Vendata Wijaya membeberkan, konsep pariwisata berkualitas tidak lagi berbicara soal buying power dan length of stay.
Namun lebih jauh dari itu, wisatawan mancanegara harus memiliki tujuan jelas ketika datang ke Bali.Salah satunya untuk menikmati seni, budaya, dan adat istiadat masyarakat.
"Bukan hanya untuk berfoto-foto, dan segala macamnya. Tetapi juga datang dan melihat, bukan hanya di Bali Selatan, juga ke Bali Utara. Banyak pariwisata yang mempunyai buying power yang besar, yang tidak hanya stay atau menikmati Bali Selatan saja," bebernya.
"Mereka juga ke Bali Utara, ada yang menginap di rumah-rumah yang ownernya langsung orang Bali. Mereka (owner) itu ada yang petani yang menyuplai semua produknya ke hotel-hotel, itu yang dimaksudkan dengan pariwisata berkualitas," sambungnya.
Ia berharap, modal kepariwisataan Bali dapat diperkuat dengan Tri Hita Karana.
Tri Hita Karana disebut bakal menjadi pondasi kuat dalam mewujudkan pariwisata berkualitas.
"Menjadi pondasi atau landasan dari pembangunan kita. Tri Hita Karana itu seimbang.

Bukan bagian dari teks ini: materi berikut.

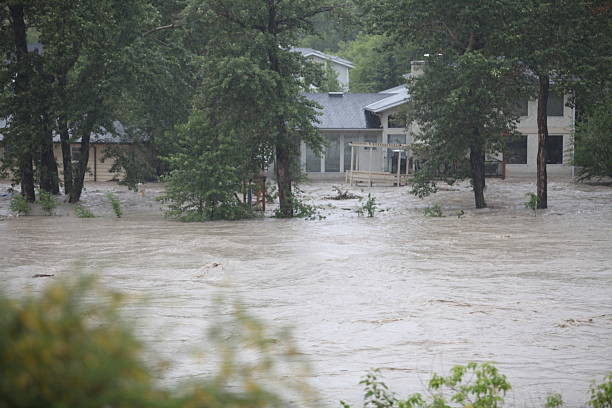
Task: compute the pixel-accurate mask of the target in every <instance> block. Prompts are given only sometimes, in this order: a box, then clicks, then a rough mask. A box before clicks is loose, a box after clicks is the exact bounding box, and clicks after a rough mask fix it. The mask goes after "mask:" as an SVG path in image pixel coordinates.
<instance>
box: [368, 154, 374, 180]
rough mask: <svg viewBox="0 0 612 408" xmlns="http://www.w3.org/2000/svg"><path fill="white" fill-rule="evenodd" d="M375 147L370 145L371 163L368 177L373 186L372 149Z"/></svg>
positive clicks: (369, 166)
mask: <svg viewBox="0 0 612 408" xmlns="http://www.w3.org/2000/svg"><path fill="white" fill-rule="evenodd" d="M373 149H374V148H373V147H372V146H370V165H369V166H368V179H369V181H370V187H372V150H373Z"/></svg>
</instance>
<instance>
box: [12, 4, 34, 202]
mask: <svg viewBox="0 0 612 408" xmlns="http://www.w3.org/2000/svg"><path fill="white" fill-rule="evenodd" d="M9 10H10V13H11V19H12V22H13V35H14V37H15V56H16V58H17V76H16V77H15V85H14V86H15V95H16V96H17V99H18V101H19V102H18V107H17V110H16V112H15V118H14V119H15V122H17V123H18V124H19V125H20V126H21V127H22V128H25V129H28V128H31V126H28V125H31V124H32V123H31V122H32V121H31V114H30V112H29V106H28V105H27V104H26V103H25V100H21V99H25V96H24V94H27V92H28V91H29V89H28V88H29V87H30V75H29V72H28V71H29V70H30V65H29V63H28V61H27V59H28V43H27V39H26V25H25V19H24V16H23V5H21V4H16V5H13V6H9ZM17 146H18V150H17V151H18V164H19V174H20V177H21V194H22V195H23V196H24V197H26V199H27V200H28V201H30V202H34V200H35V199H36V196H35V193H34V167H33V165H32V135H31V134H28V133H27V132H24V131H23V130H21V131H20V132H19V140H18V141H17Z"/></svg>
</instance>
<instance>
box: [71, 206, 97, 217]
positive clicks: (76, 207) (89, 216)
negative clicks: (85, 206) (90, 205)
mask: <svg viewBox="0 0 612 408" xmlns="http://www.w3.org/2000/svg"><path fill="white" fill-rule="evenodd" d="M74 213H75V214H76V216H77V217H79V218H95V217H96V216H95V215H94V213H92V212H91V211H89V210H88V209H87V208H85V207H82V206H80V205H77V206H76V207H74Z"/></svg>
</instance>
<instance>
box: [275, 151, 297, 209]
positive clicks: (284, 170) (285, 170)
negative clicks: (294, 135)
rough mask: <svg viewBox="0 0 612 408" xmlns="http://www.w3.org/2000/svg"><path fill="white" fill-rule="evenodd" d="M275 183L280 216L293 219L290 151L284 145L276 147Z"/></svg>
mask: <svg viewBox="0 0 612 408" xmlns="http://www.w3.org/2000/svg"><path fill="white" fill-rule="evenodd" d="M274 171H275V173H276V183H277V184H278V201H279V204H280V208H279V211H280V215H281V216H282V217H293V202H292V200H293V197H292V192H291V187H292V186H291V181H292V180H291V151H290V149H289V147H288V146H286V145H284V144H281V145H279V144H277V146H276V162H275V165H274Z"/></svg>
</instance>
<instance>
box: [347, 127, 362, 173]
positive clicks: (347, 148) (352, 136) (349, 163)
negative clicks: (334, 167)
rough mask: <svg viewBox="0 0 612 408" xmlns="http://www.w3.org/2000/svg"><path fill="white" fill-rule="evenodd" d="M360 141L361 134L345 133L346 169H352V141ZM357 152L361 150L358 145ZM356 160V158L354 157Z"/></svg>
mask: <svg viewBox="0 0 612 408" xmlns="http://www.w3.org/2000/svg"><path fill="white" fill-rule="evenodd" d="M357 142H359V136H348V135H344V171H347V170H350V169H351V146H350V143H357ZM354 150H355V154H357V152H358V151H359V148H358V147H356V148H355V149H354ZM353 160H354V159H353Z"/></svg>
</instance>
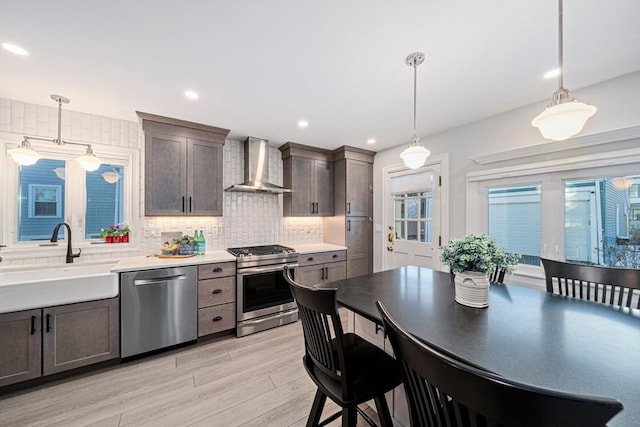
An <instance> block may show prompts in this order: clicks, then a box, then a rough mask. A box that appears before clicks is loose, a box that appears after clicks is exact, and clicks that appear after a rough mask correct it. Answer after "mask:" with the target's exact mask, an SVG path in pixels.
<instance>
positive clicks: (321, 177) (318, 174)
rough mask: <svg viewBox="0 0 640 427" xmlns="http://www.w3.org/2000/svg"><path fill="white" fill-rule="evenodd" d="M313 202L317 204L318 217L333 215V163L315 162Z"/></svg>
mask: <svg viewBox="0 0 640 427" xmlns="http://www.w3.org/2000/svg"><path fill="white" fill-rule="evenodd" d="M314 172H315V173H314V180H313V183H312V186H313V187H314V197H313V199H314V200H313V201H314V202H316V203H317V205H316V206H317V211H316V215H322V216H332V215H333V212H334V210H333V203H334V196H333V162H325V161H323V160H315V161H314Z"/></svg>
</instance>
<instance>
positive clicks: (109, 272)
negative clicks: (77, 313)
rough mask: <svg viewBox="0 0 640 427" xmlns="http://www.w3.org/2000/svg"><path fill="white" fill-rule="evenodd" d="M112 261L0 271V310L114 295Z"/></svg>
mask: <svg viewBox="0 0 640 427" xmlns="http://www.w3.org/2000/svg"><path fill="white" fill-rule="evenodd" d="M113 265H114V263H109V264H75V265H72V264H62V265H56V266H43V267H42V268H38V267H36V268H30V269H29V270H26V269H22V270H20V269H17V270H14V269H7V270H2V271H0V313H9V312H12V311H20V310H28V309H32V308H41V307H50V306H54V305H62V304H70V303H74V302H82V301H91V300H97V299H103V298H113V297H115V296H117V295H118V274H117V273H112V272H111V268H112V267H113Z"/></svg>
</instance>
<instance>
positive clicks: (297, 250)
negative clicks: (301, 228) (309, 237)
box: [293, 243, 347, 255]
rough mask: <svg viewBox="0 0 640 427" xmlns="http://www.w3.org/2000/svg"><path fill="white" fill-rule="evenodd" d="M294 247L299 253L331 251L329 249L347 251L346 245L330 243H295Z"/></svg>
mask: <svg viewBox="0 0 640 427" xmlns="http://www.w3.org/2000/svg"><path fill="white" fill-rule="evenodd" d="M293 248H294V249H295V250H296V252H298V253H299V254H303V255H304V254H312V253H316V252H329V251H346V250H347V247H346V246H338V245H331V244H329V243H310V244H304V245H293Z"/></svg>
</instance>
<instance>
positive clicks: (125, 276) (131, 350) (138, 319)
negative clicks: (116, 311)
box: [120, 266, 198, 358]
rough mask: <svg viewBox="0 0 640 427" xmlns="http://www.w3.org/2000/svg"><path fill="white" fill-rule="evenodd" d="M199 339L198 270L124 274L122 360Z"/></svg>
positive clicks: (120, 304)
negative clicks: (123, 358) (129, 357)
mask: <svg viewBox="0 0 640 427" xmlns="http://www.w3.org/2000/svg"><path fill="white" fill-rule="evenodd" d="M197 337H198V270H197V267H195V266H189V267H171V268H162V269H156V270H142V271H134V272H129V273H122V274H121V276H120V340H121V342H120V343H121V347H120V351H121V357H123V358H125V357H130V356H135V355H137V354H141V353H146V352H149V351H152V350H158V349H161V348H165V347H170V346H173V345H176V344H181V343H185V342H189V341H194V340H196V339H197Z"/></svg>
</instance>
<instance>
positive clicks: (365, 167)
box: [345, 159, 373, 217]
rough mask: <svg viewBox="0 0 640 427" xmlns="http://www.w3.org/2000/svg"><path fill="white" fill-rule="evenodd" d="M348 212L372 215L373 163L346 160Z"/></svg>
mask: <svg viewBox="0 0 640 427" xmlns="http://www.w3.org/2000/svg"><path fill="white" fill-rule="evenodd" d="M346 162H347V163H346V169H347V170H346V176H347V177H346V189H345V194H346V203H347V206H346V214H347V216H366V217H369V216H372V209H373V165H372V164H371V163H368V162H363V161H361V160H351V159H349V160H347V161H346Z"/></svg>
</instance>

Kita sebagai orang Bali yang beradat, harus menunjukkan kepada wisatawan, bagaimana sih orang Bali, orang Hindu yang beradat itu mencari keseimbangan antara bekerja, beradat, dan keTuhanan," bebernya.
Kepala Dinas Pariwisata Provinsi Bali, Tjokorda Pemayun mengapresiasi komitmen PATA yang secara khusus memikirkan skema pengembangan berkualitas.
Diakui, Tri Hita Karana merupakan modal kuat Bali untuk mewujudkan kepariwisataan berkualitas.
"Tentu yang berkualitas ini kita akan sinergikan dengan regulasi yang sudah jelas mengamanatkan, baik itu Perda Nomor 5 Tahun 2020 tentang Standar Kepariwisataan Budaya Bali, dan Pergub Nomor 28 Tahun 2020 tentang Tata Kelola Pariwisata," sebutnya.
"Pada tata kelola disebutkan ada dua dari sisi destinasi, kemudian dari sisi wisatawan itu sendiri," imbuhnya.
Terkait Perda Nomor 5 Tahun 2020 dan Pergub Nomor 28 Tahun 2020, Tjok Pemayun memastikan Pemerintah Provinsi Bali sudah bergerak untuk mengawal keberhasilan kedua regulasi tersebut.
Implementasi kedua regulasi ini diawali dengan pembentukan Satuan Tugas (satgas) pariwisata.
"Kami sudah berkali-kali, tim dari Dinas Pariwisata sudah turun, baik itu dari sisi usaha pariwisata, pembinaannya, termasuk dengan pramuwisatanya seperti apa, termasuk kita dengan tim pengawasan orang asing dan tim pemantauan orang asing, termasuk dengan Polda Bali," pungkasnya.
Focus Group Disscusion (FGD) yang diselenggarakan PATA Bali dan Nusa Tenggara Chapter menghadirkan tiga narasumber.
Ketiga narasumber itu meliputi Guru Besar Ilmu Pariwisata, Budaya, dan Agama Prof. Dr. I Ketut Sumadi, Ketua Gabungan Industri Pariwisata Indonesia (GIPI) Bali Ida Bagus Agung Partha Adnyana, dan Ketua Perhumas Denpasar Bali Dr. Ni Made Eka Mahadewi.